The firms would have to appoint named executives who would be personally liable for ensuring their duty of care was upheld.
The NSPCC is also concerned that ministers are preparing to scale back action against “legal but harmful” behaviours such as cyber-bullying, self-harm and sexting.
However, Mr Wanless said the Government needed to take a tough line to prevent a repeat of tragedies like the death of Molly Russell, the teenager who took her life after viewing self-harm content on Instagram.
He said the tech giants offered “heartfelt responses” to such individual tragedies, but then got “distracted” and “moved on” when what was needed as a law that would “concentrate their minds” force them to design duty of care into their platforms.
He said the firms lacked a “deep enough knowledge” of the predatory and abusive behaviour of online paedophiles and were not prioritising it enough.

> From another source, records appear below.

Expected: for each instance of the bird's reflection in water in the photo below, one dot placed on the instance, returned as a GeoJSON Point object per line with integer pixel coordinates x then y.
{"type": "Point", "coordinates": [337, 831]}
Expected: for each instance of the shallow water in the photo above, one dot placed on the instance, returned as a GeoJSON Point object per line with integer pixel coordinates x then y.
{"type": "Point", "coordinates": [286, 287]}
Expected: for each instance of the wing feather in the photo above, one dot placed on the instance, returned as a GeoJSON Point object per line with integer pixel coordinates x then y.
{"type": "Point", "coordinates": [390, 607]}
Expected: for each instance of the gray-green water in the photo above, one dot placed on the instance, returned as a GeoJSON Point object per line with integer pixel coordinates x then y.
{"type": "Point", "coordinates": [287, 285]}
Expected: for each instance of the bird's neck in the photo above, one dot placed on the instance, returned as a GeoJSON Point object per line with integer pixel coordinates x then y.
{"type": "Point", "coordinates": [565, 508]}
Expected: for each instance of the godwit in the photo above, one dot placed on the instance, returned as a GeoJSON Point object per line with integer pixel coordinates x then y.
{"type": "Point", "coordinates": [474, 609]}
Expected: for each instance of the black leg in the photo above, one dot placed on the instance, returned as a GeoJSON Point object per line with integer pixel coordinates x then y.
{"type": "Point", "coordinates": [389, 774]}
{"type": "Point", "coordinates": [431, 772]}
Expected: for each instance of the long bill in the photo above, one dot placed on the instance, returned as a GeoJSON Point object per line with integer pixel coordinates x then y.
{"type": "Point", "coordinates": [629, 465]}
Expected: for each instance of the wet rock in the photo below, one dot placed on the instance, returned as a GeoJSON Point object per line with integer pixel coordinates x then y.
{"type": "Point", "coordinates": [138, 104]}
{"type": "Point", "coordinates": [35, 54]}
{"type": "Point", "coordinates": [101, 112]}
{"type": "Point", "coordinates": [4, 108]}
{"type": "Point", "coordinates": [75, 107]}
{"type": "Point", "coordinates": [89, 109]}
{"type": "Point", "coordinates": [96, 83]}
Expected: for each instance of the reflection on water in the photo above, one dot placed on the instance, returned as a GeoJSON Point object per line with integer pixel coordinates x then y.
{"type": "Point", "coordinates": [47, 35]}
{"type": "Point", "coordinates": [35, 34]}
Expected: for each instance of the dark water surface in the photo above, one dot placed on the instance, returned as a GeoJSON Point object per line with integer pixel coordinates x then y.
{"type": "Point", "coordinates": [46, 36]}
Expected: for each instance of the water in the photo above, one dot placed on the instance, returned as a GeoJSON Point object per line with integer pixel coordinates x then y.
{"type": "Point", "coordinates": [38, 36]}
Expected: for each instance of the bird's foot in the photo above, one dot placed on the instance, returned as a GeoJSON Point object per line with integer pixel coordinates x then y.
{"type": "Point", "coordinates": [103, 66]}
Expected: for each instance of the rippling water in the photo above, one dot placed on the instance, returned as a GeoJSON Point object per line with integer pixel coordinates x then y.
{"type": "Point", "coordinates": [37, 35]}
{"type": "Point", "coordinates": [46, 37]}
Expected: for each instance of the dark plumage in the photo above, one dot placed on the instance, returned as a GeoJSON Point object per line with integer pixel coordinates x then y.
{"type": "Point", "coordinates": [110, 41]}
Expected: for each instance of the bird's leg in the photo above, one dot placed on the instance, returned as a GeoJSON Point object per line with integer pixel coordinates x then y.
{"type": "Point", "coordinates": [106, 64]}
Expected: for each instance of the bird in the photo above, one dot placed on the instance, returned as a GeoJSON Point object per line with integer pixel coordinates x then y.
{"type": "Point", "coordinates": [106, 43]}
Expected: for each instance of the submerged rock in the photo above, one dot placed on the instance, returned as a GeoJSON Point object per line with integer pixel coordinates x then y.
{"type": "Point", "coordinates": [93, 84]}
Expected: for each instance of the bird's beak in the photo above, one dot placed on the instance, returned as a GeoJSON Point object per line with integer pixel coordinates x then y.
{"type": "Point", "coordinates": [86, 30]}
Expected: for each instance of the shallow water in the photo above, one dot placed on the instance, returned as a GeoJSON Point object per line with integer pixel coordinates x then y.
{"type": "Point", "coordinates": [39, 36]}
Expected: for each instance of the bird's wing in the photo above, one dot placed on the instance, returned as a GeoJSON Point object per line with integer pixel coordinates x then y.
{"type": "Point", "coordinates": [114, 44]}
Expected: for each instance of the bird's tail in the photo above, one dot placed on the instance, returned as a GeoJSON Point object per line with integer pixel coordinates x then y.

“I don’t think people are wilfully encouraging this stuff to happen but they are allowing it to happen,” said Mr Wanless. “Sitting where I am, it’s a misplaced sense of priorities.”
He highlighted figures which showed there was a 60 per cent rise in calls to the NSPCC helpline about online sexual abuse during lockdown, from 117 a month to 187, and an 11 per cent rise in Childline counselling sessions about online sexual abuse from 207 to 230 a month.
The NSPCC also want an independent regulator with powers to force firms to hand over any data it needed for investigations, publish annual “transparency” reports that gave a full list of incidents putting children’s safety at risk and to require improvements such as tougher age checks.
Mr Wanless said: “The Covid pandemic has illustrated the devastating consequences for children of not having a duty of care online. The pandemic is the new context but it is not the underlying reason.
“The underlying reason is the failure of these companies to face up to their duty of care obligations for far too long. Now is the moment.”